Любил он свою младшую племянницу, знал чуть ли не с самого ее рождения.
– Государь-дяденька, – лепетала она лет в пять, – ты знаешь, все люди-то похожи на зверей: кормилица на козу, матушка на лисицу, ты на кота…
– А ты? – Он, смеясь, подхватил ее на руки, – А ты на кого, лапушка?
– Я птаха серая, – серьезно сказала девочка.
И стала она для него Птахой серой. Хотя и выросла в красивую, умную, образованную девушку, было в ней что-то действительно от скромной птахи: неброскость, ненавязчивость, грустная нежность.
Да, и в последний раз видел он ее вовсе не на ассамблее, а на похоронах царицы Прасковьи. Вся в черном, настоящей послушницей, стояла Прасковьюшка у гроба матери. Больно сжалось тогда у него сердце от мысли, что по его вине остается царевна вековухой: уступил ей, не искал больше женихов среди иноземных правителей, отнял у любимой племянницы единственную возможность для нее, царевны, женского счастья – стать матерью. Решил заняться ее устройством, предварительно посоветовавшись об этом тонком деле с женой.
– Поздно, – возразила Екатерина, когда он рассказал ей о своем намерении, – перестарок, залежавшийся дипломатический товар.
Жена так никогда и не смогла подавить ревнивой неприязни к его любимой племяннице. Он не осуждал ее: свои дочери подрастали, о них должен в первую очередь заботиться. Да и права была Екатерина: Прасковьюшка засиделась в девках. Вряд ли самый захудалый герцогишка польстился бы на невесту, которой вот-вот исполнится тридцать лет.
Птаха серая решила все сама. И когда он, дядя, запоздало помышлял устроить ее женское счастье, уже любила и ждала ребенка.
Но как же осмелилась она на такой отчаянный, такой безрассудный поступок? Как смогла сохранить в тайне столь длительную связь? Впрочем, о связи этой лишь царская семья не знала. Меншикову было известно, о ней ведал и генерал-прокурор сената Ягужинский и примечала еще едва ли не дюжина приближенных. Но молчали, подлецы! Развязали языки, лишь когда он получил записку, написанную нетвердой рукой, будто ее карябал едва постигающий грамоту: «Государь-дяденька, прости. Умираю. Позаботься о моем сыночке. Молю тебя».

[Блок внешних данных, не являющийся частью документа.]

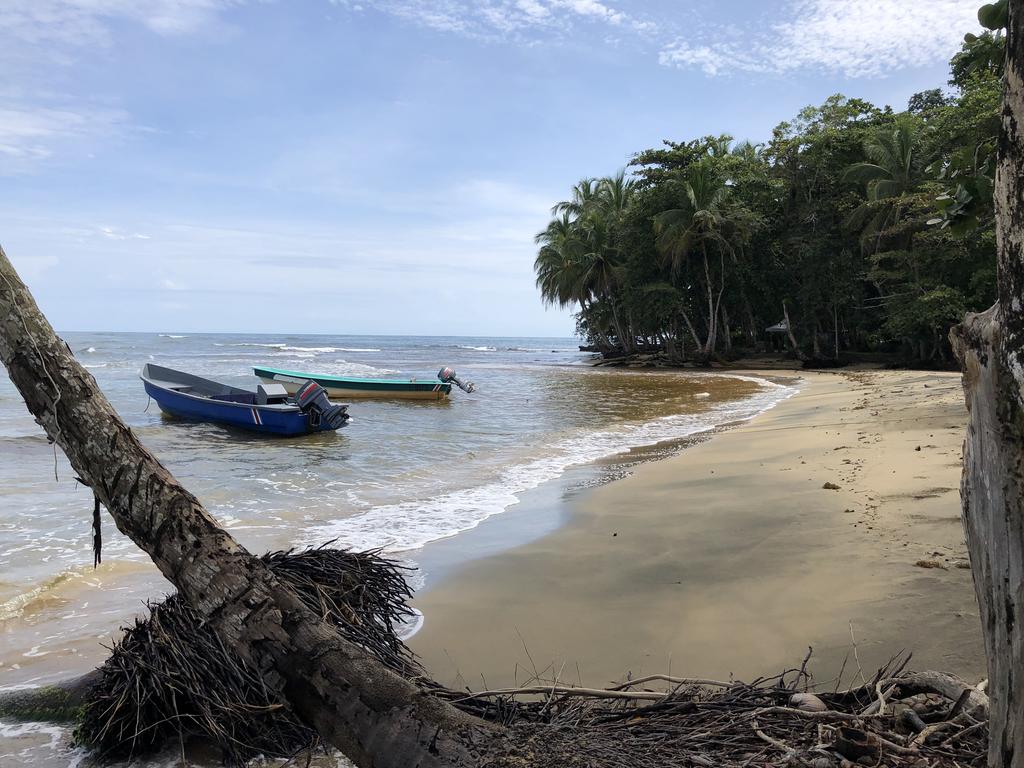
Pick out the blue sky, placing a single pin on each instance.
(380, 166)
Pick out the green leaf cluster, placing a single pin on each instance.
(871, 229)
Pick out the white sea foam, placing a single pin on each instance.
(409, 525)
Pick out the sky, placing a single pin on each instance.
(381, 166)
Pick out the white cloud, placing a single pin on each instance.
(40, 40)
(33, 133)
(84, 23)
(111, 233)
(503, 18)
(856, 38)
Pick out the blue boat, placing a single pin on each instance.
(268, 410)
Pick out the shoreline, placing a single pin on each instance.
(730, 557)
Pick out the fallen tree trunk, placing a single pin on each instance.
(372, 714)
(990, 347)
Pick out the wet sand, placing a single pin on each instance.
(732, 558)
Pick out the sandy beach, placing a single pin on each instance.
(733, 556)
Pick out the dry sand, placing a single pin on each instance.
(731, 558)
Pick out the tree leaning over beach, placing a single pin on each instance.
(990, 346)
(378, 718)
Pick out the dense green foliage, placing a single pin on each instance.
(858, 228)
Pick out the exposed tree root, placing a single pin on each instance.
(170, 679)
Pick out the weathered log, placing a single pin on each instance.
(58, 702)
(370, 713)
(990, 347)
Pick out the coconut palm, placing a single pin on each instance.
(585, 196)
(701, 219)
(557, 265)
(896, 166)
(614, 194)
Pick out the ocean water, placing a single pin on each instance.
(400, 475)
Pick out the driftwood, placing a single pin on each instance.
(356, 704)
(170, 677)
(990, 348)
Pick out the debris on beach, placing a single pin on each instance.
(170, 680)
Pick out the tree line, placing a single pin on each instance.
(854, 229)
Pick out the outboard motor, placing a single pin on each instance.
(448, 376)
(312, 400)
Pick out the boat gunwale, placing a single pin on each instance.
(281, 408)
(434, 385)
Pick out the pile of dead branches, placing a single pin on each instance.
(897, 718)
(170, 678)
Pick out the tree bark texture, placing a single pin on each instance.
(373, 715)
(990, 347)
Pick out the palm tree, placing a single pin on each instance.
(585, 196)
(578, 261)
(702, 219)
(614, 195)
(556, 265)
(896, 166)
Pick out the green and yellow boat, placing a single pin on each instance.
(348, 387)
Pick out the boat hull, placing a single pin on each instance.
(340, 388)
(251, 418)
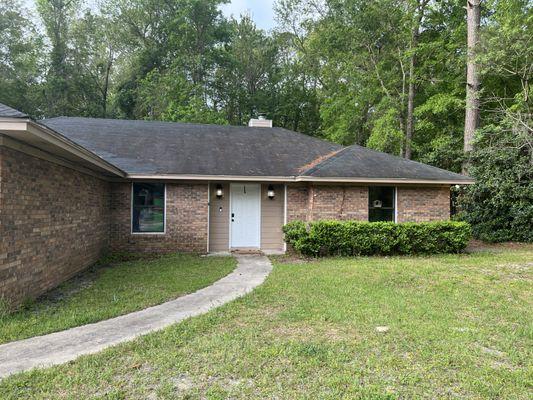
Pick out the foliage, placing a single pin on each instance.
(20, 55)
(387, 74)
(499, 206)
(348, 238)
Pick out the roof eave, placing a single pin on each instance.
(24, 129)
(299, 178)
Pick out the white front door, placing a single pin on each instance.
(245, 215)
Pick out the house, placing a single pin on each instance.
(72, 188)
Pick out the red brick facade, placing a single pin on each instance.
(54, 223)
(186, 220)
(414, 204)
(417, 204)
(311, 203)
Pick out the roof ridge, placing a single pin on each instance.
(323, 162)
(404, 159)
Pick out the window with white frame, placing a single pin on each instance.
(148, 208)
(381, 201)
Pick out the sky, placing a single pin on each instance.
(262, 11)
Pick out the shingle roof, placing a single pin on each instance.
(151, 147)
(362, 162)
(155, 148)
(8, 112)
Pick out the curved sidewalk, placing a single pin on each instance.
(60, 347)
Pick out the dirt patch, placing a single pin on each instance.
(477, 246)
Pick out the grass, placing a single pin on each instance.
(459, 326)
(108, 291)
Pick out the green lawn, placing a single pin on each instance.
(105, 292)
(459, 326)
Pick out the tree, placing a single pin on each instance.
(57, 17)
(419, 10)
(20, 58)
(95, 48)
(473, 18)
(499, 205)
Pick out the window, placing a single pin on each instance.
(381, 203)
(148, 210)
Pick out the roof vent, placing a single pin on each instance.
(260, 122)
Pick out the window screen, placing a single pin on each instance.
(381, 203)
(148, 214)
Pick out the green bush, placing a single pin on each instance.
(499, 206)
(349, 238)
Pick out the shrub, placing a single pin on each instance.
(349, 238)
(499, 205)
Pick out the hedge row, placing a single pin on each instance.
(349, 238)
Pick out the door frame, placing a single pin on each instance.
(230, 244)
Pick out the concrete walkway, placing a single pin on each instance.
(60, 347)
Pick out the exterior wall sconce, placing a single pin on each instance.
(219, 192)
(270, 192)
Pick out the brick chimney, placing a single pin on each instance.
(260, 122)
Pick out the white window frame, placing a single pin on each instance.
(394, 201)
(164, 212)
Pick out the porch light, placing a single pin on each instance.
(219, 192)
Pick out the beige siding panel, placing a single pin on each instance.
(272, 215)
(219, 219)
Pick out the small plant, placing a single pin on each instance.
(350, 238)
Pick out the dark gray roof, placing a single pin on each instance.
(152, 147)
(362, 162)
(8, 112)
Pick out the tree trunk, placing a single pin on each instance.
(409, 125)
(473, 17)
(409, 128)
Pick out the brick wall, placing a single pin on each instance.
(311, 203)
(53, 223)
(420, 204)
(414, 204)
(186, 220)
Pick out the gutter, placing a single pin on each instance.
(18, 128)
(295, 179)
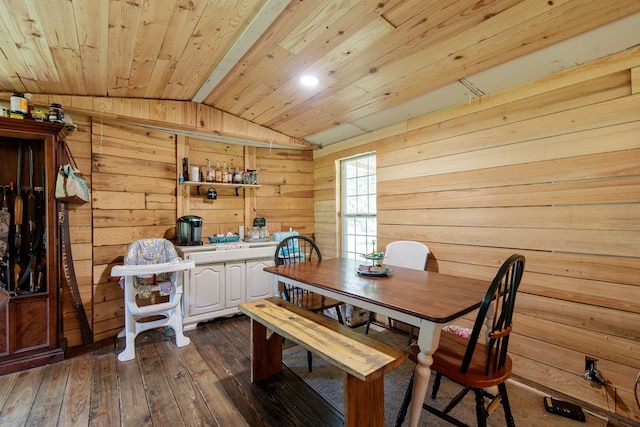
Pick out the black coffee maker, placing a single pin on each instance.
(189, 230)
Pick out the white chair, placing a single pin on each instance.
(407, 254)
(151, 266)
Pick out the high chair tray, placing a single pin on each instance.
(141, 270)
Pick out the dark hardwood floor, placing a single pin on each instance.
(206, 383)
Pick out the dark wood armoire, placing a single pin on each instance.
(31, 323)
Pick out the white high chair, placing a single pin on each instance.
(156, 262)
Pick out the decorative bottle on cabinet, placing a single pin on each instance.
(30, 323)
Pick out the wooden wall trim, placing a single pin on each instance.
(179, 117)
(635, 80)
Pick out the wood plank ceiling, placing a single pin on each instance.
(245, 56)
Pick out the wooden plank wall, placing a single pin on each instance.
(133, 175)
(134, 197)
(285, 199)
(550, 169)
(80, 234)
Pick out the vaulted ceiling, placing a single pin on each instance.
(377, 62)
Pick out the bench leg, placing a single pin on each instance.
(266, 352)
(363, 402)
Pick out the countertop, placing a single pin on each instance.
(225, 246)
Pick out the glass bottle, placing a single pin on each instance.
(218, 172)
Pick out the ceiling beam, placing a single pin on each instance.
(265, 17)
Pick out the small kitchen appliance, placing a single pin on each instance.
(189, 230)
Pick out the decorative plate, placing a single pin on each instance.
(374, 271)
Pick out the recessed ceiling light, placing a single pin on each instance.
(309, 80)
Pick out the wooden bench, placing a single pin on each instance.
(363, 360)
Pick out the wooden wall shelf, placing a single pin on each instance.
(199, 184)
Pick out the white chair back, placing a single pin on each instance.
(407, 253)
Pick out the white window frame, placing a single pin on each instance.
(358, 191)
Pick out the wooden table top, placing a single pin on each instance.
(436, 297)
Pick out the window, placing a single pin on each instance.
(358, 189)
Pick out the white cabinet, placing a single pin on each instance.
(235, 284)
(222, 279)
(259, 282)
(204, 287)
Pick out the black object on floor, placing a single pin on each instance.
(566, 409)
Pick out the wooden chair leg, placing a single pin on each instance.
(505, 405)
(366, 330)
(481, 414)
(405, 403)
(457, 400)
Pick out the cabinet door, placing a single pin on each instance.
(235, 284)
(260, 284)
(206, 289)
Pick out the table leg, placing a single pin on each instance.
(266, 352)
(428, 340)
(363, 402)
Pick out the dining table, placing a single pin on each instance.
(425, 299)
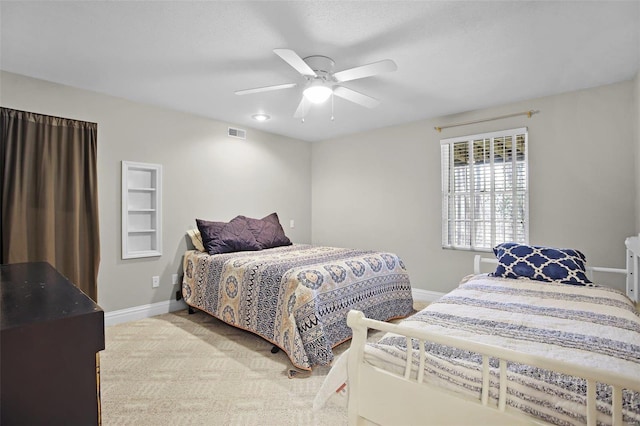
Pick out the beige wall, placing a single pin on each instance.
(205, 174)
(377, 190)
(381, 189)
(637, 145)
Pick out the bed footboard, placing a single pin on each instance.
(385, 398)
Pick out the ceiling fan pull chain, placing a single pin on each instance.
(332, 117)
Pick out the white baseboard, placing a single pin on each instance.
(143, 311)
(425, 295)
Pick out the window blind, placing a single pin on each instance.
(485, 189)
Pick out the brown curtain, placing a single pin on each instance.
(49, 202)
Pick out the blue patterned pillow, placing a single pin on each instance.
(540, 263)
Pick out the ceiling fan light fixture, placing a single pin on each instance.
(261, 117)
(317, 92)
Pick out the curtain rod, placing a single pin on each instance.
(527, 113)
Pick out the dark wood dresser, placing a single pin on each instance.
(50, 334)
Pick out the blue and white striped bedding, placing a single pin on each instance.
(592, 326)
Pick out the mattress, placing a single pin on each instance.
(297, 297)
(596, 327)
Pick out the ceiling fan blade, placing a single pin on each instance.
(292, 58)
(366, 70)
(301, 111)
(265, 89)
(355, 97)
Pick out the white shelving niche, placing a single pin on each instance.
(141, 210)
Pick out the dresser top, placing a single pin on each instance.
(35, 292)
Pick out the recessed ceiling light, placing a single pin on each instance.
(260, 117)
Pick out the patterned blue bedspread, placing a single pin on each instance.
(593, 327)
(297, 297)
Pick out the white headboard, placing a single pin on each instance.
(633, 252)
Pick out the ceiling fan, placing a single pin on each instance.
(321, 80)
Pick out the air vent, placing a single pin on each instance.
(237, 133)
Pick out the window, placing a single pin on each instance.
(485, 190)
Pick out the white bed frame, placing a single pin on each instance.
(379, 396)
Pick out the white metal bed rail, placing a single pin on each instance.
(360, 324)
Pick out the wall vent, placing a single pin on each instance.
(237, 133)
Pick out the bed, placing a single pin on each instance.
(501, 350)
(297, 296)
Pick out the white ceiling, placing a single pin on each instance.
(452, 56)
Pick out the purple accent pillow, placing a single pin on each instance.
(267, 231)
(220, 237)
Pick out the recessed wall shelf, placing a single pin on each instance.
(141, 210)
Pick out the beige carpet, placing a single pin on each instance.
(180, 369)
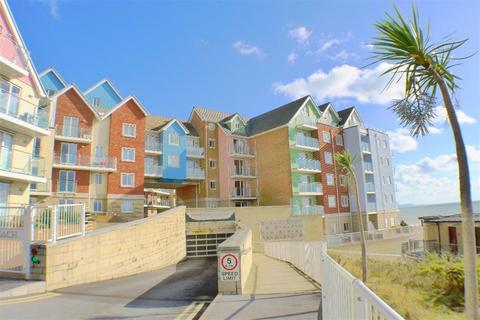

Бедная дуреха… Или наивная интриганка? «Позаботься о моем сыночке…» – Словно речь идет всего лишь о внучатом племяннике, а не о потенциальном наследнике престола, потенциальном сопернике царя, сопернике его дочерей. Да первым чувством, которое он испытал, прочитав и осмыслив записку, была не жалость к несчастной дурехе, не стыд за позор, обрушившийся на род Романовых (такие случаи бывали и прежде в боярских и даже царских семьях), а страх. Сразу же подумал о заговоре, еще более серьезном, чем тот, в какой втянули Алексея. Тогда заговорщиками стали враги: бояре и духовенство, – а тут предали друзья, соратники, единомышленники. И объединились опять-таки вокруг близкого ему по крови, любимого им человека. Но на что они рассчитывали, сплотившись вокруг Прасковьи? Как могли они противопоставить ему хоть и умную, но по-женски слабую царевну? Или их устраивала, привлекала как раз эта слабость?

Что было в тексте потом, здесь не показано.